Grant Wiggins and Jay McTighe, the authors of Understanding by Design describe their instructional design technique as backwards, and it has come to be one of the most important frameworks in our toolbox. Why backwards? Because unlike the traditional model, in which teachers first think about what they want students to do, Backward Design asks teachers to think about what they want students to learn.
There are three steps to the process.
Step 1: Identify the Desired Results
What do you want students to know, understand, or do by the end of the lesson? These results should point back to the course objectives, but you should also consider the big ideas and theories of the course. What do you want students to remember in five years? What knowledge do they need to carry over to other courses? Think long term impact here, perhaps even the reason you wanted to teach this subject to begin with. Wiggins and McTighe call these results the essential questions of the course, and maintain that their transferability and durability beyond the boundaries of the course are what make them essential.

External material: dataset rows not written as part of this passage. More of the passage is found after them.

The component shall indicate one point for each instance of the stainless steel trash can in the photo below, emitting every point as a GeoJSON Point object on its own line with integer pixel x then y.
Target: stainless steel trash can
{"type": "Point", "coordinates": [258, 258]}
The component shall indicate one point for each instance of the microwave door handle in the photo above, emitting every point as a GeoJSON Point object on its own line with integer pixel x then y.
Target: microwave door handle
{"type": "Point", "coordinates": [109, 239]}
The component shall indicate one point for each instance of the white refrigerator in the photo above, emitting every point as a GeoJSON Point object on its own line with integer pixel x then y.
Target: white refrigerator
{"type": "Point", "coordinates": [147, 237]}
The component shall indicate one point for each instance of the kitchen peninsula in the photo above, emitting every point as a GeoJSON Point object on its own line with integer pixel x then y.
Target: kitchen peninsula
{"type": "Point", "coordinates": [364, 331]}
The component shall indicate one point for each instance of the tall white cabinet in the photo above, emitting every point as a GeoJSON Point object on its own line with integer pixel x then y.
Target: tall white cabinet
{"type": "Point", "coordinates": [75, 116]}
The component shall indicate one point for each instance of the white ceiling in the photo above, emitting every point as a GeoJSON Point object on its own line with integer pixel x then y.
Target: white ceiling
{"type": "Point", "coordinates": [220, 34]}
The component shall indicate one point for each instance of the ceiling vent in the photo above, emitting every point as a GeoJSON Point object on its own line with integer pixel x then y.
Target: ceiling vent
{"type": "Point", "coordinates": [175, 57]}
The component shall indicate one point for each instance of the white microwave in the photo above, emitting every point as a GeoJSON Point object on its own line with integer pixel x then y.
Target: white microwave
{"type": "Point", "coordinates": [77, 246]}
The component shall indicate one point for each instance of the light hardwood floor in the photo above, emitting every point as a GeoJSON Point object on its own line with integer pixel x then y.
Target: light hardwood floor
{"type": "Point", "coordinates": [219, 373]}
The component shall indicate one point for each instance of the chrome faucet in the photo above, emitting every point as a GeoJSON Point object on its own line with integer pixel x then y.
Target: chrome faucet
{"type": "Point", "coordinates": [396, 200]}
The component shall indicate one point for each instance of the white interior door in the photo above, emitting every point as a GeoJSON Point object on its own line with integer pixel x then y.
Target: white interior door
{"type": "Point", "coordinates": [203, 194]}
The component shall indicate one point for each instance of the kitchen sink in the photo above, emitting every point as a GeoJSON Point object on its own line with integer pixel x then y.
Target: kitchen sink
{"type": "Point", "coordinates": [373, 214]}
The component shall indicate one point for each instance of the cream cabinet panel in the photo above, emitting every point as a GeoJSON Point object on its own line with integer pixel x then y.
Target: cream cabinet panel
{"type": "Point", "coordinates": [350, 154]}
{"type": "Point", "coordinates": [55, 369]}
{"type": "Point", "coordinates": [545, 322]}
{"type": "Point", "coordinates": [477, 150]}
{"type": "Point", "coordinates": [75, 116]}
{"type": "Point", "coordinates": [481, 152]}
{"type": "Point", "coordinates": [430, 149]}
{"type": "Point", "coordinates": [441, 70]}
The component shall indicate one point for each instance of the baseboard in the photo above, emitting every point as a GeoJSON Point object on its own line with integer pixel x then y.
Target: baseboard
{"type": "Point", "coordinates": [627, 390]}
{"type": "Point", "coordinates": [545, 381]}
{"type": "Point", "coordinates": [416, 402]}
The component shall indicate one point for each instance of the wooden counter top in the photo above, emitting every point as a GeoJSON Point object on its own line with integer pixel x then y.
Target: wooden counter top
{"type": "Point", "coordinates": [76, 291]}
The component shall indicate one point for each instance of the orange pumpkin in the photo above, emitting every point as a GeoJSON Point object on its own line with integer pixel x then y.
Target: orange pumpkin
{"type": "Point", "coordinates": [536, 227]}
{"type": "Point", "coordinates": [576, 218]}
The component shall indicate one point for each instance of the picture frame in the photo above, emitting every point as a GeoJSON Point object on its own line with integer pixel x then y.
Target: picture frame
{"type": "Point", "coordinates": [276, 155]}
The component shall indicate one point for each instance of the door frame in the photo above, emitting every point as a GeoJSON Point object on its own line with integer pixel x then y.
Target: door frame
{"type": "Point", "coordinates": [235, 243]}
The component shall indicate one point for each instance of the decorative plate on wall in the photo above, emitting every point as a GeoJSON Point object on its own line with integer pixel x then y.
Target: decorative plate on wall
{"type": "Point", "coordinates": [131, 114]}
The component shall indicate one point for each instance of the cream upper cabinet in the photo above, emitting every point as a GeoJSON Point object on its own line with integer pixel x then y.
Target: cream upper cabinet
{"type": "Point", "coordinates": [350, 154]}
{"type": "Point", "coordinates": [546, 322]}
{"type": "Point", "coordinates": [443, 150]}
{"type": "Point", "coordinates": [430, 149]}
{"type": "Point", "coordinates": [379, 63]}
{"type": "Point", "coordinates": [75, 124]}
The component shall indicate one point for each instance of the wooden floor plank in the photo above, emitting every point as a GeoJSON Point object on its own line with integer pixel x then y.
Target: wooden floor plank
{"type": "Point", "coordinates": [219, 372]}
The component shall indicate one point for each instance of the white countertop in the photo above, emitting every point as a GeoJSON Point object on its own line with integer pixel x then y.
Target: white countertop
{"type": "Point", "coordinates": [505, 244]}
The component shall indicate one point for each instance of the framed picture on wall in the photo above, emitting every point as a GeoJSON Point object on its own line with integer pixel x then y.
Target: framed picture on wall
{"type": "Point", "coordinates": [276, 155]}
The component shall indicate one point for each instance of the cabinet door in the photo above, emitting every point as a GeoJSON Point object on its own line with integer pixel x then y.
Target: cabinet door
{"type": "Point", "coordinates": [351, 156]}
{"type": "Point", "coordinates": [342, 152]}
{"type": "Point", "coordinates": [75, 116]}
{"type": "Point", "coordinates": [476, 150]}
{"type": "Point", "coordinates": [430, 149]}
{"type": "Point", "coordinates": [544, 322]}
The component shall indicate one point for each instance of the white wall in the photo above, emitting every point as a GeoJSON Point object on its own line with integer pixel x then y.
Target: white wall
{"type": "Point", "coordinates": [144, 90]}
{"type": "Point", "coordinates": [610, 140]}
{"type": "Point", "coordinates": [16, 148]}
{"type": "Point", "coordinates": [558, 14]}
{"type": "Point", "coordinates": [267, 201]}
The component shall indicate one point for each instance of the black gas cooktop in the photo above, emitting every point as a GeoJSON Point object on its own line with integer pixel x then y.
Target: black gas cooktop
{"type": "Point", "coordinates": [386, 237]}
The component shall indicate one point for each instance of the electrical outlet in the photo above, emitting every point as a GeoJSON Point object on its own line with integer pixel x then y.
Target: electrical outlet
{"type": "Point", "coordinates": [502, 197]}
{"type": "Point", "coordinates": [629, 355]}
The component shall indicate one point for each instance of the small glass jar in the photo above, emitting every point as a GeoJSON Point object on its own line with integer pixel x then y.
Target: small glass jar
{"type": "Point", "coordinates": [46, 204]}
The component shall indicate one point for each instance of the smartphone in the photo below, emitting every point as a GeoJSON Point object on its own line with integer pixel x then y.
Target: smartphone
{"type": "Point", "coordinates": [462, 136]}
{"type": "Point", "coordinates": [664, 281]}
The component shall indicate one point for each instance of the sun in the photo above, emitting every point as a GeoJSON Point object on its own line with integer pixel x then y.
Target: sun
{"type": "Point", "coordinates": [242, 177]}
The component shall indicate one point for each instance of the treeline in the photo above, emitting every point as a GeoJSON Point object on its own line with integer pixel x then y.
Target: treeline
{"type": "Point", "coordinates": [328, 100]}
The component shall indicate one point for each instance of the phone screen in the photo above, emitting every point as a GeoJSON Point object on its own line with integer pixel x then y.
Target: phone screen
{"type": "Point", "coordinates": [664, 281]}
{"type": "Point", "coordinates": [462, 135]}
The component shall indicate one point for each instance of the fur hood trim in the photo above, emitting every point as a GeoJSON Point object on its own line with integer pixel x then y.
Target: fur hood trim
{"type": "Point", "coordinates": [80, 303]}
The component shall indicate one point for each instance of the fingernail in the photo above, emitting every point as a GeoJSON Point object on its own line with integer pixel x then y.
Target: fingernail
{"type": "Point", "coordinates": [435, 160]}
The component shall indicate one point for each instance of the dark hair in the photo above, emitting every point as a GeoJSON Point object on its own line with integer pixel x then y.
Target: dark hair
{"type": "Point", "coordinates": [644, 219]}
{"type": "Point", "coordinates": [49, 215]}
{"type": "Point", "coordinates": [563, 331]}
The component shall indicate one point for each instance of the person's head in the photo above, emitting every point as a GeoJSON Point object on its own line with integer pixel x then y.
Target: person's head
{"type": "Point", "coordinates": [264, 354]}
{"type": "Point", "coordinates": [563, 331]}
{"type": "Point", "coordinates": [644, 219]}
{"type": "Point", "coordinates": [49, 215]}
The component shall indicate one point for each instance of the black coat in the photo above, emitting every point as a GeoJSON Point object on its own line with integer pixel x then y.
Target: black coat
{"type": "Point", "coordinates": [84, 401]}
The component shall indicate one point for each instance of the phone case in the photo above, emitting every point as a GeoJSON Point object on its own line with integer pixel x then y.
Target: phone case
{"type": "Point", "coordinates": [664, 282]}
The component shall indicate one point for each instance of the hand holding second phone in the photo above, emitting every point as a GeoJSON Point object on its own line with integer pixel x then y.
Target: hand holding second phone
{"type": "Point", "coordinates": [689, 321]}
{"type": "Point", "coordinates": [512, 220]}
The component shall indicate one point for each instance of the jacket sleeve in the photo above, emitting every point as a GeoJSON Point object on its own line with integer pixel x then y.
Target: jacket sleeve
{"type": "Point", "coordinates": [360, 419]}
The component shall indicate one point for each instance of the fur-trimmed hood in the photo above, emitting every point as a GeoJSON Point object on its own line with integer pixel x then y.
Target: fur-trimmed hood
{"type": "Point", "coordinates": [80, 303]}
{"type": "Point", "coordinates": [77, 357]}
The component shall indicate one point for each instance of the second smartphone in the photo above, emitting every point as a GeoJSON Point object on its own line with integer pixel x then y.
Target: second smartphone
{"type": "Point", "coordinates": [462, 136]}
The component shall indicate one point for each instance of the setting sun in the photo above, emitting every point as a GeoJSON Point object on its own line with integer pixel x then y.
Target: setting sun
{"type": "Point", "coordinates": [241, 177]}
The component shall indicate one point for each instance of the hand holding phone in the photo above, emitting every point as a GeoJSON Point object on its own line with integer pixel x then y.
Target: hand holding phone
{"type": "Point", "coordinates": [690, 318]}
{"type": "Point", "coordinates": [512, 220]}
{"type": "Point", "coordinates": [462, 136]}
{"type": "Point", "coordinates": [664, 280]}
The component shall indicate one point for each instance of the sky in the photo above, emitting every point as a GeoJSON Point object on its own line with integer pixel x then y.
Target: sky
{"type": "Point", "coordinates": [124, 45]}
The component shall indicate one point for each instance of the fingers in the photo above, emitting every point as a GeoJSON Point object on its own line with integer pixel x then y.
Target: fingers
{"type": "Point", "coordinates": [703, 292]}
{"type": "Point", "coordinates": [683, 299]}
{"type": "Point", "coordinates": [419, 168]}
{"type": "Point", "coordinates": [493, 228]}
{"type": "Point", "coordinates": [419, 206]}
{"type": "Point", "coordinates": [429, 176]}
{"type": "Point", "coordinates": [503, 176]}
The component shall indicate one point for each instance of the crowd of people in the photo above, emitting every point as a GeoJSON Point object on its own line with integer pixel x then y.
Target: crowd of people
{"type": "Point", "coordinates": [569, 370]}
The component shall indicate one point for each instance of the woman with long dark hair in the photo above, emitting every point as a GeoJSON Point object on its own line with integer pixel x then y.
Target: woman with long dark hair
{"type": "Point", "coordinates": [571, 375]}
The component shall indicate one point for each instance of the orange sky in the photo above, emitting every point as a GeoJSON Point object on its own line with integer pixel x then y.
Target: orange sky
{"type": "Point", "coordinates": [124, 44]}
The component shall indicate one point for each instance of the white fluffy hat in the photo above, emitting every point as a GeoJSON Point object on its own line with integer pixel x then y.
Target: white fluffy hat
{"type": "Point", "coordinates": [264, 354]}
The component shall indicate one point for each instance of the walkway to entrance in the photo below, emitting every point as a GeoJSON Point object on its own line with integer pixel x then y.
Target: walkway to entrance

Step 2: Determine the Acceptable Evidence
How will students demonstrate that they have achieved these desired results? What evidence do you need to see that student understanding has occurred? This is where assessments come in, and feel free to be creative, but remember to match the level of evidence with the level of results. If your results call for students to be able to memorize the formula to determine the elasticity of demand, then the assessment probably shouldn’t be a research paper.
Step 3: Plan Learning Experiences and Instruction
The final step is determining what information and experiences the students need to prepare them to demonstrate achievement of the desired results. In other words, what do you need to teach them? What learning experiences do they need to have? What coaching or mentoring do they need to reach that goal?
Once these steps have been planned out, it’s important to resist the urge to cram more information in around the edges. If something in the course doesn’t help the student meet the results identified in step 1, then it doesn’t belong in the course.